Un Mondiale per gli azionisti: l’ultima trovata di Infantino

Leggi il commento sugli scenari futuri, per la competizione iridata, che stanno facendo discutere
Pippi Russo
6 min

Chiagne e incassa. Gianni Infantino aveva fatto appena in tempo a scrivere un messaggio di dimensioni esagerate per vittimizzare se stesso e prendersela coi dispensatori d’odio; i quali, fra l’altro, gli rimproverano di avere trasformato la Fifa in una cinica macchina da soldi. Ma intanto, con la mano lasciata libera dalla digitazione, pianifica lo spacchettamento del prodotto Mondiale di calcio, da vendere in quota per realizzare ulteriori monetizzazioni. Perché proprio di prodotto si parla: un asset da mettere in vendita con la prospettiva di ricavare il massimo ritorno possibile. E perché, ormai, quello del denaro è il solo linguaggio che il capo del calcio internazionale intende. Tentando pure di convincerci tutti quanti che dovremmo essere contenti, e che grazie a questa pioggia di denaro il calcio sta vivendo un’era di prosperità mai vista. A patto di non vedere che, in ultima analisi, il messaggio per gli appassionati è sempre quello: pagherete caro, pagherete tutto.

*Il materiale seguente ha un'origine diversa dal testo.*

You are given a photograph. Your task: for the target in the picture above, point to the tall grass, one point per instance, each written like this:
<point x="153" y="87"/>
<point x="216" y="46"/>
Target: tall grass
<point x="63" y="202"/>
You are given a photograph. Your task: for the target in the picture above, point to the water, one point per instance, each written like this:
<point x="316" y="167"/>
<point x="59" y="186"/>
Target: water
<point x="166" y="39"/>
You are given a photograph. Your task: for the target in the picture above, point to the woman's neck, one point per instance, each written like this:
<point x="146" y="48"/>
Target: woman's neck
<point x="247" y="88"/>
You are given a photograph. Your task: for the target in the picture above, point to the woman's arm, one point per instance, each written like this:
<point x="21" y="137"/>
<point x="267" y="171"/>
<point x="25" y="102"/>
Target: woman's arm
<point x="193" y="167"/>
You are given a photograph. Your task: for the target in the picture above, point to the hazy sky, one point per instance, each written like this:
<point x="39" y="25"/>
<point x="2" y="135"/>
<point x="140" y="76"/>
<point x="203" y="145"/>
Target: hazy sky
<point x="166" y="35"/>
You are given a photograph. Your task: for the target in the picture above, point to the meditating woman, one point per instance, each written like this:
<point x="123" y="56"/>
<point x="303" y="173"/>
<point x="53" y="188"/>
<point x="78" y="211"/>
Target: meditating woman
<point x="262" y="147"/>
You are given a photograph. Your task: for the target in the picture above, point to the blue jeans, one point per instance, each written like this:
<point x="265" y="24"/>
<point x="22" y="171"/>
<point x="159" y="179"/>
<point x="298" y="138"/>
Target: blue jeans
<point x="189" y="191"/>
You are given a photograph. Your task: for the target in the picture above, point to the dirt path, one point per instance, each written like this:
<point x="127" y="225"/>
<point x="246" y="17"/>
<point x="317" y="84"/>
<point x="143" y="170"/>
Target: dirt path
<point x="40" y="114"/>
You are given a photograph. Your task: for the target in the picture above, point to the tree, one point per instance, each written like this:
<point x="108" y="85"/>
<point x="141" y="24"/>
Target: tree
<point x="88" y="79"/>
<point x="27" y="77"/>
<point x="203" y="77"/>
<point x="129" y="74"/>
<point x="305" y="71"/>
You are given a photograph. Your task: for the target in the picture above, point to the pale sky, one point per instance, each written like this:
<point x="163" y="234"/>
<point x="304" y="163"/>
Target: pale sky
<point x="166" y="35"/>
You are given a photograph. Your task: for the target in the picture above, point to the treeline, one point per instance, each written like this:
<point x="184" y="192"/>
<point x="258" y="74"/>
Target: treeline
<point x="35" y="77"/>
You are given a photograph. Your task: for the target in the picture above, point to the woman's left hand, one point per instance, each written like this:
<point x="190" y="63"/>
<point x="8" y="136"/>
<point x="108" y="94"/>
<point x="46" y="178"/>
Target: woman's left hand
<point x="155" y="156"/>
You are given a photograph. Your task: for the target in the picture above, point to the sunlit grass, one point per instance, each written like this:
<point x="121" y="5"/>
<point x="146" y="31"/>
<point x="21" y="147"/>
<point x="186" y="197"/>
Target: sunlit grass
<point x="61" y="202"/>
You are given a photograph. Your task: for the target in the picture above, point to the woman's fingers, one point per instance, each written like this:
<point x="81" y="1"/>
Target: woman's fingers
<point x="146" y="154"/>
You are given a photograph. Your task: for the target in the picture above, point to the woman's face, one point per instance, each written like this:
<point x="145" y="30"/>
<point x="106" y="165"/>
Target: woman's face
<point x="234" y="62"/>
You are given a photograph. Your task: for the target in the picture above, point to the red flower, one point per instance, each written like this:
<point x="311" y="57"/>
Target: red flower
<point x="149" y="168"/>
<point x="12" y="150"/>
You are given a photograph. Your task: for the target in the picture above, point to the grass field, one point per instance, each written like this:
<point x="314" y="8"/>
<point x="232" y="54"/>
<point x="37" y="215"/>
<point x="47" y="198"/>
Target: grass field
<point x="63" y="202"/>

La notizia di Times e Financial Times: la strategia della Fifa per i Mondiali

La notizia, data ieri da Times e Financial Times, è la seguente: la Fifa starebbe pianificando di vendere una quota dei Mondiali di calcio in cambio di 10 miliardi di dollari (che in euro sono circa 7,8 miliardi). La confederazione del calcio mondiale manterrebbe un pacchetto di maggioranza, mentre quote di minoranza verrebbero messe a disposizione delle 211 federazioni nazionali affiliate e di investitori privati. Un progetto di chiara matrice neoliberista (trasformare qualsiasi cosa in un asset commerciabile sul mercato), ma predicato dal presidente Fifa che insiste a propagare il messaggio del calcio messo a disposizione dei popoli. 

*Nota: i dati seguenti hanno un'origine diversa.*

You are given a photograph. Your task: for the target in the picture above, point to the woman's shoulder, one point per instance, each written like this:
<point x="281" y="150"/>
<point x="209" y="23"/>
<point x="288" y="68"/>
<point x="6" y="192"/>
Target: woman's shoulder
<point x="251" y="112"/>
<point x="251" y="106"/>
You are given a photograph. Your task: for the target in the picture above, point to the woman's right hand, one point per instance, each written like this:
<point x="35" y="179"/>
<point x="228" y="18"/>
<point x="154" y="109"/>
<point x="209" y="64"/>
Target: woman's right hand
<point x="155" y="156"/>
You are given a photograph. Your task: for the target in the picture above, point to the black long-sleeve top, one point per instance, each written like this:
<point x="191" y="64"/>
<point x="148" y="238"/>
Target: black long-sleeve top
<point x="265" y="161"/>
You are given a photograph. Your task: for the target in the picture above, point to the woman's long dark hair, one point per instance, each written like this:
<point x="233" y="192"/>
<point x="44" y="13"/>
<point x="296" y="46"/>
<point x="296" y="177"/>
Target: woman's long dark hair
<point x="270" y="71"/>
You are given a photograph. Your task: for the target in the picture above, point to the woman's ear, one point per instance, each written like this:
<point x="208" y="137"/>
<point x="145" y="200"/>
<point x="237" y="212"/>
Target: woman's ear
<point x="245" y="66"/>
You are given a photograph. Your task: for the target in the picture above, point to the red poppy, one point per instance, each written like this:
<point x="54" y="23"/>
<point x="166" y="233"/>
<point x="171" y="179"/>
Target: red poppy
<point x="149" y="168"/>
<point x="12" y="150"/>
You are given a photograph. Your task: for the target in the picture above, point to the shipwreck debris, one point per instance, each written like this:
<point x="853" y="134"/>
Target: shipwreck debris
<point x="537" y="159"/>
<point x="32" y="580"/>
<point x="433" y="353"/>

L'ipotesi del Mondiale a cadenza biennale e la razione furiosa della Uefa

Giocoforza, al momento i dettagli del progetto sono vaghi. E in fondo potrebbe trattarsi di uno dei tanti boatos messi in circolazione da Fifantino per misurare la reazione delle istituzioni calcistiche e dell’opinione pubblica mondiale, ottenendo di piazzare comunque un paletto. Un meccanismo già sperimentato al tempo in cui si fece largo l’ipotesi dei Mondiali da celebrarsi con cadenza biennale: progetto mai perseguito sul serio, che però poi è stato rimpiazzato con l’allargamento a 48 squadre del format di fase finale
È in questo quadro che rientra il coro di reazioni negative animate dopo la diffusione della notizia. Compresa quella dell’Uefa, che in un comunicato furente ha parlato di una linea oltrepassata. L’ennesima, verrebbe da dire, dato che la confederazione europea aveva già menzionato l’immagine della “linea rossa” quando c’è stato da commentare la revoca del cartellino rosso dell’attaccante statunitense Balogun per volere di Trump.

Infantino e il percorso per trasformare la Fifa in una merchant bank

Ma al di là delle reazioni singole, resta il messaggio: Infantino sta ultimando il percorso di trasformare la Fifa in una merchant bank. La sua personalissima Piazzetta Cuccia. Un posto dove è possibile commissionare agiografie scritte da insipidi bordocampisti, e vantarsi di distribuire a pioggia denaro per programmi nazionali di sviluppo sulla cui accountability non è possibile fare la minima verifica. Però lui si lamenta delle parole d’odio e invita i detrattori a godersi le partite di calcio. Ma magari, caro Fifantino: il problema è che ci siamo lasciati distrarre dall’ultimo hydratation break e abbiamo preferito dedicarci a altri consumi. In fondo è proprio ciò che vogliono gli inserzionisti, vero?